Sunday, June 28, 2009

RSI Indicator

The RSI is among the widely used indicators. There are ample information around explaining its use, so no point repeating here. But I do find a lack of simple explanation providing insights behind the formula. Perhaps I can add a little in this direction.



















To recap the RSI formula

RSI = 1 - (1/1+Rs); which keeps RSI within the range 0 to 1
or RSI(%)= 100 x RSI; range between 0 to 100%

where Rs = Avg(Gains)/Avg(Losses) over a period
The default period is normally set at 14

So this indicator basically takes the ratio of average gains/average losses

Hence when price movement is side way with Avg(Gains)=Avg(Losses), Rs = 1
RSI = 1/2 or 50%; the 50% line is visually useful too.

So it can be seen that if the
(average upward price movement) > (average downward price movement)
RSI > 50%

The 70% line is reached when Rs = 0.7/0.3 = 2.33 (by solving the formula)
i.e. (average upward price movement) = 2.33 times the (average downward price movement);
often taken as threshold entering the zone of price saturation being overbought.
I would simply interpret as Rs > 2 times.

Likewise, if the
(average upward price movement) < (average downward price movement)
RSI < 50%

The 30% line is reached when Rs = 0.3/0.7 = 0.433 (which I simply interpret as RS < 1/2)
i.e. (average upward price movement) = 0.433 times the (average downward price movement);
often taken as threshold entering the zone of price saturation being over sold.

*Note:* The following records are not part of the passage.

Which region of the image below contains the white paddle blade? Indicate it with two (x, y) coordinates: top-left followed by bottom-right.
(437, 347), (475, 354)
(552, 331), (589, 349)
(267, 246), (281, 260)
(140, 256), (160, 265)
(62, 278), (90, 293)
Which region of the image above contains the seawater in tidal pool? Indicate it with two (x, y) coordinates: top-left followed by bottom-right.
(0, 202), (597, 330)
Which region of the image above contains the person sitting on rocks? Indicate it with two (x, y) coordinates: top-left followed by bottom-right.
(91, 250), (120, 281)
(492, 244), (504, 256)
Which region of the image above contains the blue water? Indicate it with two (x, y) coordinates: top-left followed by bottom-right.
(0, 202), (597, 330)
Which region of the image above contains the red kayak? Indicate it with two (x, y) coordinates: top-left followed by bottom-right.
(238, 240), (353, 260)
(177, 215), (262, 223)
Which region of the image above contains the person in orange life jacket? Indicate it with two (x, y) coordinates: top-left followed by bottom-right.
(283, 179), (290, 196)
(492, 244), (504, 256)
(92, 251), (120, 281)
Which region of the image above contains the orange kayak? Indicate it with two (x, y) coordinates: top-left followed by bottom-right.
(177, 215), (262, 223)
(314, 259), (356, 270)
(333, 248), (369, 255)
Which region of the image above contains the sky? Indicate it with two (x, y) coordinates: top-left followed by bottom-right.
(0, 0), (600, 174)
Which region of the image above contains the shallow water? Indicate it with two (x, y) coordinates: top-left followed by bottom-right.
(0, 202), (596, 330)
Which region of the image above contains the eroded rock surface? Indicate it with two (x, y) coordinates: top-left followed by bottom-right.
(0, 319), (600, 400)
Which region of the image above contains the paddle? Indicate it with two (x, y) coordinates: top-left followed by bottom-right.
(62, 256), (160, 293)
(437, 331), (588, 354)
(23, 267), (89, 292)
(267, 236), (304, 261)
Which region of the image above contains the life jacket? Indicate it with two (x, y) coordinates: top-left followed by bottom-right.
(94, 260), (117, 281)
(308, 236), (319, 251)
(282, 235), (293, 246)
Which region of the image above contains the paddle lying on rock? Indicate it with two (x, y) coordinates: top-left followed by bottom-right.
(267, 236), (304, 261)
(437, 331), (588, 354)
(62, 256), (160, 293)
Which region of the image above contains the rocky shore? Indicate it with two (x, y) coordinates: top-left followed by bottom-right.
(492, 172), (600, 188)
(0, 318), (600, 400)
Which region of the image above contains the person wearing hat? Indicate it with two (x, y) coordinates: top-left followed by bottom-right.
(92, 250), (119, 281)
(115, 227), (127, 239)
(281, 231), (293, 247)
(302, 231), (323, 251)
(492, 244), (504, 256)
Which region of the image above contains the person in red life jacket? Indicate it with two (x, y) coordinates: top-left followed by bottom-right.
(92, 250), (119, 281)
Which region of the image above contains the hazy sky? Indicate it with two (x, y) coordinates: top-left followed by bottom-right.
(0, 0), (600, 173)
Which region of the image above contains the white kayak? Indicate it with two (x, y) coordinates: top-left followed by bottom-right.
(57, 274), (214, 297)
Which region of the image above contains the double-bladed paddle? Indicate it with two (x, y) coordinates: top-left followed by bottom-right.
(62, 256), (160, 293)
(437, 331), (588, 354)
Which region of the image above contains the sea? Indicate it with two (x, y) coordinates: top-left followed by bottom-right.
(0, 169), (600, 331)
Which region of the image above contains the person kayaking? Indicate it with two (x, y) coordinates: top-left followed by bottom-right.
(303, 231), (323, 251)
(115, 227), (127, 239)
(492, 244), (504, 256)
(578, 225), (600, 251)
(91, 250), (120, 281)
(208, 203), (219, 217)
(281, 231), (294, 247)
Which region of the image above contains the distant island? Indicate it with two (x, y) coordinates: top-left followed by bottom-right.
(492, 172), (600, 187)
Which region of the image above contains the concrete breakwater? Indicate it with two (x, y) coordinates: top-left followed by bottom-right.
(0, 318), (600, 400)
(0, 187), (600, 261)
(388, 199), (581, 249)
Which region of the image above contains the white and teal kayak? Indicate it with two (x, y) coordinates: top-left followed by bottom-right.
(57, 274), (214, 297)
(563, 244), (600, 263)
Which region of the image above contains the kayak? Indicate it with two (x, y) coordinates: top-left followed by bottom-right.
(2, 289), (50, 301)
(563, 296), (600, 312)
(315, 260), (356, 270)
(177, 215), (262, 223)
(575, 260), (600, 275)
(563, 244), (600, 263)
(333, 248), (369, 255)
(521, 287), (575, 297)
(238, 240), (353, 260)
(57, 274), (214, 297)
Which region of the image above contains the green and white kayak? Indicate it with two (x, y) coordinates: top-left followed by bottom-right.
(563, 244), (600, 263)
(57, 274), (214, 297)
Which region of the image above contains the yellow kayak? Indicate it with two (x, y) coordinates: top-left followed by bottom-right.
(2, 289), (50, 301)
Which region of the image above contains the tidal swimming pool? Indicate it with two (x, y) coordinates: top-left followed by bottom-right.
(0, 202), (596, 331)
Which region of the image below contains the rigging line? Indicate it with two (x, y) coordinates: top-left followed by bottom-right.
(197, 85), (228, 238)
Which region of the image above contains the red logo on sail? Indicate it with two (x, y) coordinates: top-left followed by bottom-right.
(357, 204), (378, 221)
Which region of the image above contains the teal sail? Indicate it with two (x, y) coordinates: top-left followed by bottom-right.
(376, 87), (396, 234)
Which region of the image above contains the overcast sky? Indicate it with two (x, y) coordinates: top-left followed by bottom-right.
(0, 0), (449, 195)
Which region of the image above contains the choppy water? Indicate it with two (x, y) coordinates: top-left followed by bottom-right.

One of RSI's usefulness is:

Its divergence from the price trend signals a potential trend reversal. This is revealed by lower values of Rs even as the prices move higher. This is also commonly visible on price charts as the "candle body" gets smaller (with a higher time frame) before a trend reverses. The RSI indicator shows this with more mathematical precision.